Cicely went over to him, fuelling him with bravery, courage and encouragement.
"It can call across the stars. It must be a million times more powerful than a mobile phone."
"Then it's a good thing that you don't know our frequency," Mrs Wormwood said, obviously relieved.
"Mr Smith said it out loud," the boy said, remembering.
"But that was ages ago!" Sarah Jane exclaimed.
"But we can remember," Cicely said, reviewing the number.
"You gave me the memory of ten thousand humans, the boy said, and started inputting numbers, chanting in sync with Cicely.

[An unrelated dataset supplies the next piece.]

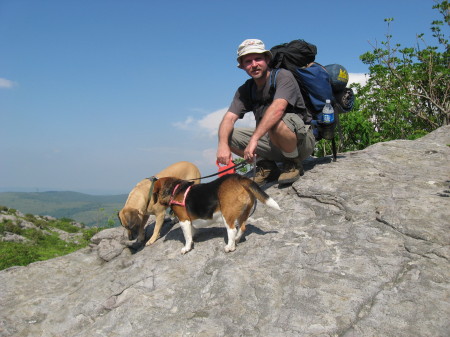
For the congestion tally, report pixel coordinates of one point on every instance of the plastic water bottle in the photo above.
(328, 113)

"No! Stop them! Mrs Wormwood yelled in desperation.
"013457689014658757562987032105-5." The chorus of Cicely and the boy's chant was powerful, each digit making Mrs Wormwood's face grow paler in fear.
And he stood up, thrusting the device in the air with one hand and Cicely holding his other hand, and throwing the other upwards in triumph and both of them shouted, "Calling the Bane!"
And the Bane mother recoiled sharply, and even Mrs Wormwood clapped her hands over her ears and shrieked "No!"
"The Bane mother! You're killing her!" shouted Mrs Wormwood.
"Archetype! I order you to stop!" yelled Mrs Wormwood.
"But you made him human! He's ours!" Sarah Jane exclaimed.
"Don't listen to her! Keep going!" Cicely said, by his side.
Mrs Wormwood replaced her hand, and sparks started flying through the air.
Sarah Jane grabbed Cicely and the Archetype and pulled them away, Maria following.
Down a maze of passages and junctions, but Cicely trusted Sarah Jane, hand through the smoke and debris, they came to a steel door, which posed no problem for her. They ran outside, and Cicely felt it coming and dragged everyone out of the way. A split second later, the factory exploded behind them in a fireball, and Maria screamed in shock.